In the study of integrals, particularly with trigonometric functions, it's essential to understand that integrating these functions is essentially the reverse process of differentiation. For instance, the integral of the cosine function can be derived from the fact that the derivative of sine is cosine. Therefore, the integral of cos(x) is sin(x) + C, where C represents the constant of integration. Similarly, since the derivative of cosine is negative sine, the integral of sin(x) results in -cos(x) + C.

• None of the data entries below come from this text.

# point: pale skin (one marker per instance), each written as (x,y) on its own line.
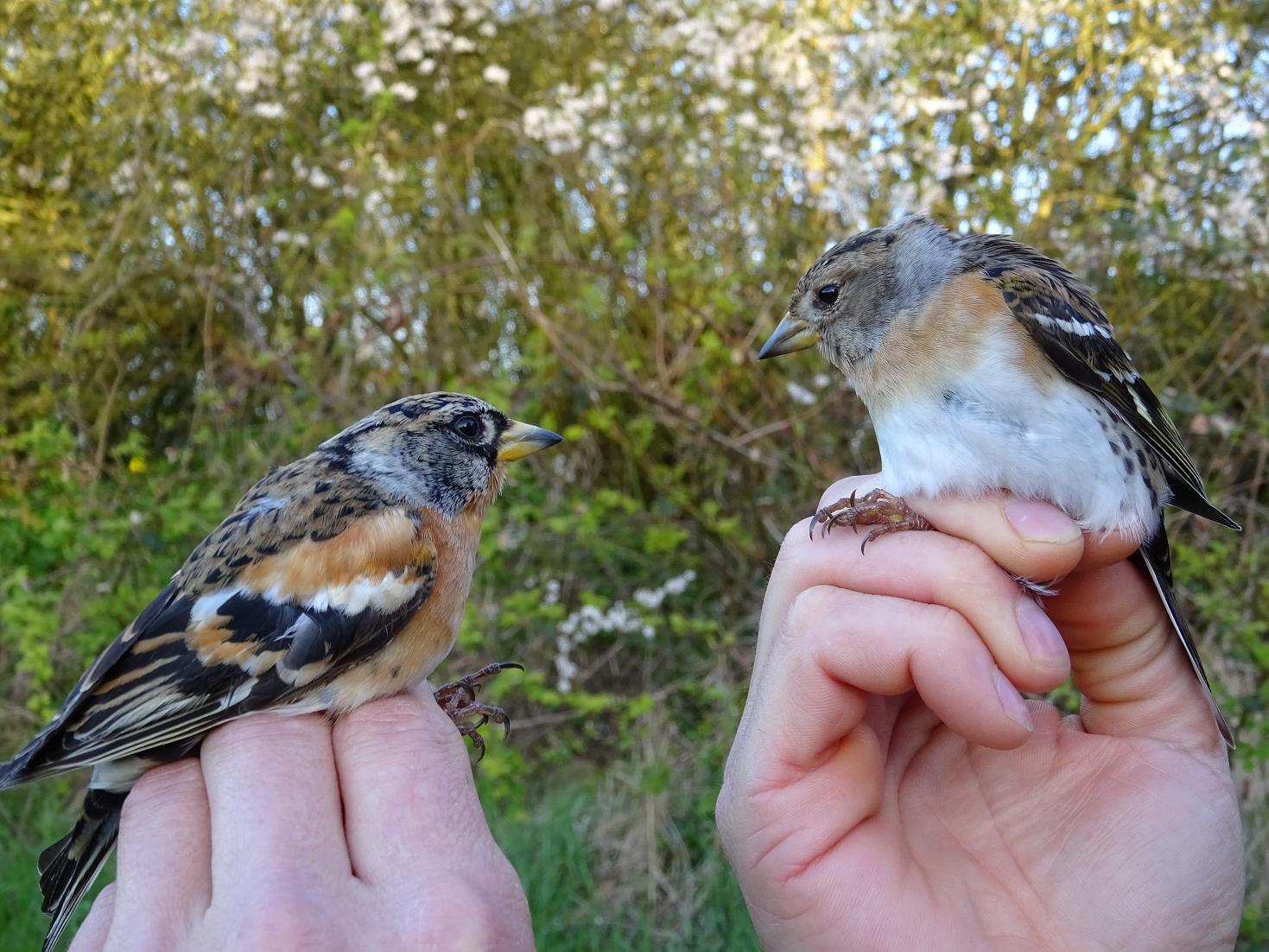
(885,792)
(879,794)
(291,833)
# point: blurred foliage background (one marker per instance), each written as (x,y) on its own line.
(230,227)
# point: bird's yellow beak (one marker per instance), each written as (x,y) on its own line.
(792,334)
(519,440)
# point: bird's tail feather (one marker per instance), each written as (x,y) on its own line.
(1156,557)
(67,867)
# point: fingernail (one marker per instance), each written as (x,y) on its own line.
(1012,702)
(1039,522)
(1041,636)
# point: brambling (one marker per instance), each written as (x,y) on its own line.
(985,365)
(338,579)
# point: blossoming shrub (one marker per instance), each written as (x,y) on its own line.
(226,229)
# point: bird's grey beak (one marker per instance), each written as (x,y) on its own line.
(519,440)
(792,334)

When dealing with more complex expressions, such as the integral of 3sin(x) + 2cos(x), we can apply the sum and difference rule. This allows us to separate the integral into two parts: ∫3sin(x)dx + ∫2cos(x)dx. By applying the constant multiple rule, we can factor out the constants, leading to 3∫sin(x)dx + 2∫cos(x)dx. The integrals of sine and cosine yield -3cos(x) + 2sin(x) + C as the final result.

For integrals involving other trigonometric functions, such as 7sec(x)tan(x) - cosec^2(x), we again utilize the sum and difference rule to split the integral. This gives us 7∫sec(x)tan(x)dx - ∫cosec^2(x)dx. Recognizing that the derivative of sec(x) is sec(x)tan(x), we find that the integral of sec(x)tan(x) is sec(x). For cosec^2(x), knowing that the derivative of cot(x) is -cosec^2(x) allows us to conclude that the integral of cosec^2(x) is -cot(x). Thus, the final result for this integral is 7sec(x) + cot(x) + C.

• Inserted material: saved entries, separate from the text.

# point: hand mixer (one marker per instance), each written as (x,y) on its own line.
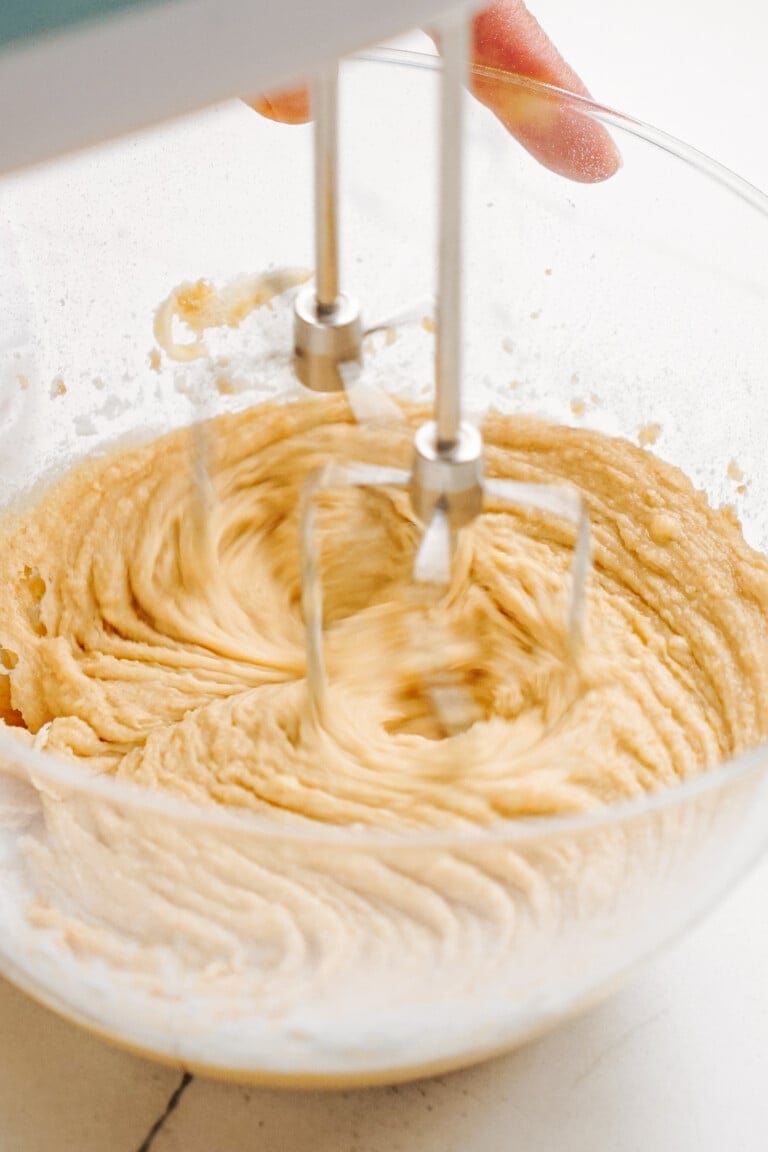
(210,50)
(446,482)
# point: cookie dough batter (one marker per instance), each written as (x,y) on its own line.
(162,642)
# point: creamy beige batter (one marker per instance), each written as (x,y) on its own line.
(164,643)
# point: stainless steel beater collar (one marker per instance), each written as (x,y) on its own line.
(327,330)
(447,478)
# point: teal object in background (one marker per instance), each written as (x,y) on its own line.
(22,19)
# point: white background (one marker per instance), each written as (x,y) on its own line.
(676,1061)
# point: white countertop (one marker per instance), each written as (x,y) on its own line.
(676,1061)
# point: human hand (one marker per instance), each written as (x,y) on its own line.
(507,37)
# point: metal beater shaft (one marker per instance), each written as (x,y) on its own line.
(327,330)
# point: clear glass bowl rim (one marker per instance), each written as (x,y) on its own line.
(31,764)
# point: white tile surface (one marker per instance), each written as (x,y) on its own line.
(678,1061)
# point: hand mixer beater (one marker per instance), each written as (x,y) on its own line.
(446,482)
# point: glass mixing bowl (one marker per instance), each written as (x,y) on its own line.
(327,955)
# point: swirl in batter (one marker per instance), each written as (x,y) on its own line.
(164,643)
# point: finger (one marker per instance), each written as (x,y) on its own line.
(507,37)
(290,106)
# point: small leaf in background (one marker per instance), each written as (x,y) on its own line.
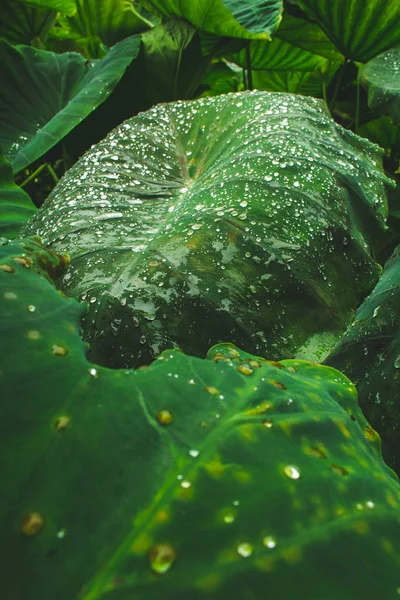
(247,216)
(45,95)
(369,353)
(217,478)
(360,29)
(24,24)
(226,18)
(381,77)
(16,207)
(279,66)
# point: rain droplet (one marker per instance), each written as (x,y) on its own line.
(161,558)
(32,524)
(164,417)
(292,472)
(245,549)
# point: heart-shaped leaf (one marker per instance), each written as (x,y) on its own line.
(249,217)
(217,478)
(45,95)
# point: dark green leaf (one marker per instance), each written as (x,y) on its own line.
(231,18)
(246,216)
(22,24)
(360,29)
(381,76)
(204,479)
(369,353)
(15,205)
(45,95)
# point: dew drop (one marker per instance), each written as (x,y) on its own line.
(161,558)
(32,524)
(244,549)
(292,472)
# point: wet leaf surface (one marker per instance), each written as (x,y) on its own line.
(250,217)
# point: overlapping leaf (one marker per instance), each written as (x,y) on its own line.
(193,478)
(231,18)
(249,217)
(369,353)
(381,76)
(360,29)
(15,205)
(45,95)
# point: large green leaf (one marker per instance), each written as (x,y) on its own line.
(283,67)
(16,207)
(67,7)
(231,18)
(381,76)
(369,353)
(23,24)
(246,216)
(45,95)
(218,478)
(360,29)
(107,20)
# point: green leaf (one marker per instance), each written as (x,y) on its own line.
(283,67)
(23,24)
(360,29)
(45,95)
(107,20)
(369,353)
(15,205)
(308,36)
(67,7)
(231,18)
(250,217)
(381,77)
(215,478)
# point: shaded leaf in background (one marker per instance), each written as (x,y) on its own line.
(45,95)
(283,67)
(15,205)
(381,77)
(107,20)
(360,29)
(308,36)
(369,353)
(247,216)
(23,24)
(181,480)
(171,62)
(227,18)
(67,7)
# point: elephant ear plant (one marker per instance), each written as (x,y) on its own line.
(249,217)
(198,478)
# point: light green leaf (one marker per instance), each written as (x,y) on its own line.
(217,478)
(16,207)
(381,77)
(369,353)
(45,95)
(107,20)
(360,29)
(231,18)
(23,24)
(67,7)
(246,216)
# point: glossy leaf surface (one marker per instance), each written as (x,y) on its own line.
(254,214)
(360,29)
(369,353)
(231,18)
(16,207)
(381,76)
(45,95)
(193,478)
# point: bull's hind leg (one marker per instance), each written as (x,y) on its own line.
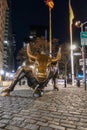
(7,91)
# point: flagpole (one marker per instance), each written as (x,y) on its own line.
(50,33)
(72,57)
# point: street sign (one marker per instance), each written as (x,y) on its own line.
(83,36)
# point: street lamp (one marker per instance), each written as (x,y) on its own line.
(81,25)
(72,62)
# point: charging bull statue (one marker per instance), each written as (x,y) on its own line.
(39,76)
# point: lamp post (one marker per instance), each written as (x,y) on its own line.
(72,62)
(81,25)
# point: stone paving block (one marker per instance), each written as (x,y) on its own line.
(57,127)
(45,128)
(14,128)
(32,126)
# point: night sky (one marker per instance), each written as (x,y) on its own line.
(35,12)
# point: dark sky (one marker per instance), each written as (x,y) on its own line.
(35,12)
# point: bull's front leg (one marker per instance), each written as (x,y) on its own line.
(7,91)
(34,84)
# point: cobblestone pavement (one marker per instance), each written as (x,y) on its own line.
(65,109)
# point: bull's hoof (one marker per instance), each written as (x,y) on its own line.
(5,94)
(38,93)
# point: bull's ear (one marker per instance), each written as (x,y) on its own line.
(58,57)
(29,53)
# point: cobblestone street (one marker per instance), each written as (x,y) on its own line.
(65,109)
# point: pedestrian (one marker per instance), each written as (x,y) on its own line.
(78,83)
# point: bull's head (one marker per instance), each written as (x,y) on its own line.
(42,63)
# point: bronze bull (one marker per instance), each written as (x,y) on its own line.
(39,76)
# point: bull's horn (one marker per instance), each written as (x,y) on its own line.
(58,56)
(29,53)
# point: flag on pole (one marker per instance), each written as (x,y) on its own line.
(50,3)
(71,14)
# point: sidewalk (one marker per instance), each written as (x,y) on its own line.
(65,109)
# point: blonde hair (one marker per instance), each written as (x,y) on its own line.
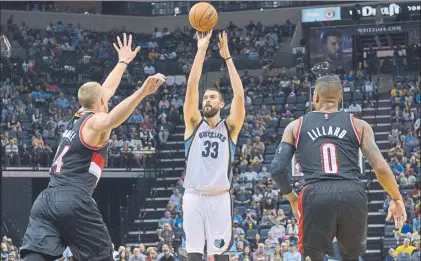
(88,94)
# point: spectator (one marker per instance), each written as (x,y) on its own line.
(260,253)
(12,153)
(136,255)
(166,219)
(176,198)
(164,131)
(405,248)
(355,108)
(292,254)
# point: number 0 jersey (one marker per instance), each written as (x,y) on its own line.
(327,146)
(209,154)
(76,164)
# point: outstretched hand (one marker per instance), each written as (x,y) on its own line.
(203,39)
(398,211)
(223,45)
(152,83)
(124,49)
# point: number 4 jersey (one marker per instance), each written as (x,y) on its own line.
(209,154)
(327,146)
(77,164)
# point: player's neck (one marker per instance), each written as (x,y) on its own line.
(213,121)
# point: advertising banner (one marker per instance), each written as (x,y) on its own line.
(320,14)
(390,10)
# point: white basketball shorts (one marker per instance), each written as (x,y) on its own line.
(207,218)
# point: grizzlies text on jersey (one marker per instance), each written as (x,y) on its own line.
(209,154)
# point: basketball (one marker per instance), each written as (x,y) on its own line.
(203,17)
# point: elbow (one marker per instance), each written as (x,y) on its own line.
(277,169)
(381,168)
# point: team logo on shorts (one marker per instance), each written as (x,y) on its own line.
(219,243)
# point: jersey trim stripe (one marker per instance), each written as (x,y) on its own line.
(83,141)
(357,133)
(231,148)
(298,131)
(189,141)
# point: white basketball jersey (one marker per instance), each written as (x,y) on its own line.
(209,154)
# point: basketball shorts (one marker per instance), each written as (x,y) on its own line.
(207,218)
(333,208)
(61,218)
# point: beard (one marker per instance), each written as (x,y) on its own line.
(209,113)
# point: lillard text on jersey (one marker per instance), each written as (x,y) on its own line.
(326,131)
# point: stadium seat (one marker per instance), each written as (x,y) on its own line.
(22,134)
(170,80)
(241,210)
(302,99)
(251,234)
(257,101)
(404,257)
(284,122)
(286,209)
(268,101)
(23,118)
(13,134)
(300,107)
(279,100)
(388,230)
(270,149)
(281,131)
(273,123)
(279,108)
(291,99)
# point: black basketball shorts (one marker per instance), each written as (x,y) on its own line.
(61,218)
(333,208)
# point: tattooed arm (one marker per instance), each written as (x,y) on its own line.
(370,150)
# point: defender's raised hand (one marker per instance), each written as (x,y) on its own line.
(223,45)
(203,39)
(152,83)
(124,49)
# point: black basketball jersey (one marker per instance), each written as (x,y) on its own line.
(327,146)
(76,163)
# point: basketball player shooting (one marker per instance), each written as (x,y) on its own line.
(333,202)
(210,144)
(65,213)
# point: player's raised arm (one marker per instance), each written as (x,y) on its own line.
(125,56)
(237,113)
(383,172)
(279,167)
(102,122)
(191,104)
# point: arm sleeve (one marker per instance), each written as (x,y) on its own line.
(280,166)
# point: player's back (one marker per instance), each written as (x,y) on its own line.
(209,154)
(327,146)
(76,164)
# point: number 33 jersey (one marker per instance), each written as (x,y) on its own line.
(209,154)
(327,146)
(77,164)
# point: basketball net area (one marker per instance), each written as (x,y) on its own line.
(319,70)
(6,47)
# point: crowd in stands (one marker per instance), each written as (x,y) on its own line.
(39,99)
(404,159)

To effectively tackle integrals involving trigonometric functions, it is crucial to memorize the derivatives of these functions, as they provide a straightforward method for finding their integrals. For example, the derivative of tan(x) is sec^2(x), leading to the integral of sec^2(x) being tan(x) + C. Similarly, the derivative of cosec(x) is -cosec(x)cot(x), which implies that the integral of cosec(x)cot(x) is -cosec(x) + C.

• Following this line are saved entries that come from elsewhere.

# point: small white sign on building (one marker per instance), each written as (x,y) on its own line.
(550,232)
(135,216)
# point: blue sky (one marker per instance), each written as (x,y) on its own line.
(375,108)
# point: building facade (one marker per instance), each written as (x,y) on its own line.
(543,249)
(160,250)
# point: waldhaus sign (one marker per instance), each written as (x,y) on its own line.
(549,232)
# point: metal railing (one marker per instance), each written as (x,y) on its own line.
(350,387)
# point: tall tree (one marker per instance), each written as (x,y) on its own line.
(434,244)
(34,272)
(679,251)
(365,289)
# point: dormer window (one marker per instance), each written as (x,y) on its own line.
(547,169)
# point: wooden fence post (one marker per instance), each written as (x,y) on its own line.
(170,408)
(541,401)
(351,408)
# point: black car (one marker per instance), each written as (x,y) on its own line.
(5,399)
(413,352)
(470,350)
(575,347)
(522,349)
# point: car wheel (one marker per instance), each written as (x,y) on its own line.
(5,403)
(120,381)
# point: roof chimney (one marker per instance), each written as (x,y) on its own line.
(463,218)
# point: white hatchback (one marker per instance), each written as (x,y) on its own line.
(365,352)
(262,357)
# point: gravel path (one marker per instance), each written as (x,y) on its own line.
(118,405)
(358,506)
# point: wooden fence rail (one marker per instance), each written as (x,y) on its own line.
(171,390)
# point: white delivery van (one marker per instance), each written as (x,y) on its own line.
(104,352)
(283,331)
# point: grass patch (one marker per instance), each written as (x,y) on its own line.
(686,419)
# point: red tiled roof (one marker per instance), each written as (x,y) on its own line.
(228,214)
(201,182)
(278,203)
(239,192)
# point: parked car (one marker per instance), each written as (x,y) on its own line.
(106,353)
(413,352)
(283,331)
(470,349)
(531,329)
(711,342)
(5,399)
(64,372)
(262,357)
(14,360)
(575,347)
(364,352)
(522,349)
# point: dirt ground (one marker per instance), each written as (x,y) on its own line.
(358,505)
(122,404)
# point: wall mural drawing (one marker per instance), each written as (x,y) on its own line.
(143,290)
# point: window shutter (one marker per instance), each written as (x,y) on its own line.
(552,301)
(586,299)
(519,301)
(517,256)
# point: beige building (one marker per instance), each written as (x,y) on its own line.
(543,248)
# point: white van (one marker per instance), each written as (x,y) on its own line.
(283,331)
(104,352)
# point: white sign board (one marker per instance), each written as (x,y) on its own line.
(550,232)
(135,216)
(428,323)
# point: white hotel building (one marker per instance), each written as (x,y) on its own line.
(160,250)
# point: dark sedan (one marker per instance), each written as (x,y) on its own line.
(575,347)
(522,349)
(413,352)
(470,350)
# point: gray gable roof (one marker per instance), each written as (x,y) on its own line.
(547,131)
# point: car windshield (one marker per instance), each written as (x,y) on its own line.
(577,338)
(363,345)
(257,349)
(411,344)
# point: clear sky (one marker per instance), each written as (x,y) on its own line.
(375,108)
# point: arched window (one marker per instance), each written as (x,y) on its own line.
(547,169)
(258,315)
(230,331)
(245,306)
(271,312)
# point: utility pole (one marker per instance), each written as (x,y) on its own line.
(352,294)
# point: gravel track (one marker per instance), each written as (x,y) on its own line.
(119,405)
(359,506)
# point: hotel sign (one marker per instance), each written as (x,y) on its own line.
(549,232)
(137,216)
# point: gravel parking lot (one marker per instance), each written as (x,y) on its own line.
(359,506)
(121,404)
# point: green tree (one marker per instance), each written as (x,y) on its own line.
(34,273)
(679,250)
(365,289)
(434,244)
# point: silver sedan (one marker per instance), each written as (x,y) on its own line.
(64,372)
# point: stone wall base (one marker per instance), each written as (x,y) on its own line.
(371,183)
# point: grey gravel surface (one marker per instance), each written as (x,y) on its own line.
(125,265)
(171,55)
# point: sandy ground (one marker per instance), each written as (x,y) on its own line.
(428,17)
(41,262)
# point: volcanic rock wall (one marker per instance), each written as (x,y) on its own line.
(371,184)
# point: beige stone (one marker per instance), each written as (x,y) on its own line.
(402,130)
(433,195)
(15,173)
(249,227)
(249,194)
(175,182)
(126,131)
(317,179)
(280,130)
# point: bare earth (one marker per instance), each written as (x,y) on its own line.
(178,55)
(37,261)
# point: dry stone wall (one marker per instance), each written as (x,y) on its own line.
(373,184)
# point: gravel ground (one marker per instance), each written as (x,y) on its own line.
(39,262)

By applying these principles and recognizing the relationships between derivatives and integrals, students can confidently approach problems involving trigonometric integrals.

In this problem, we are tasked with verifying an indefinite integral by differentiation. The process involves taking the derivative of the proposed solution to the integral and checking if it matches the original integrand. This method essentially reverses the integration process, as finding an indefinite integral is akin to determining an antiderivative.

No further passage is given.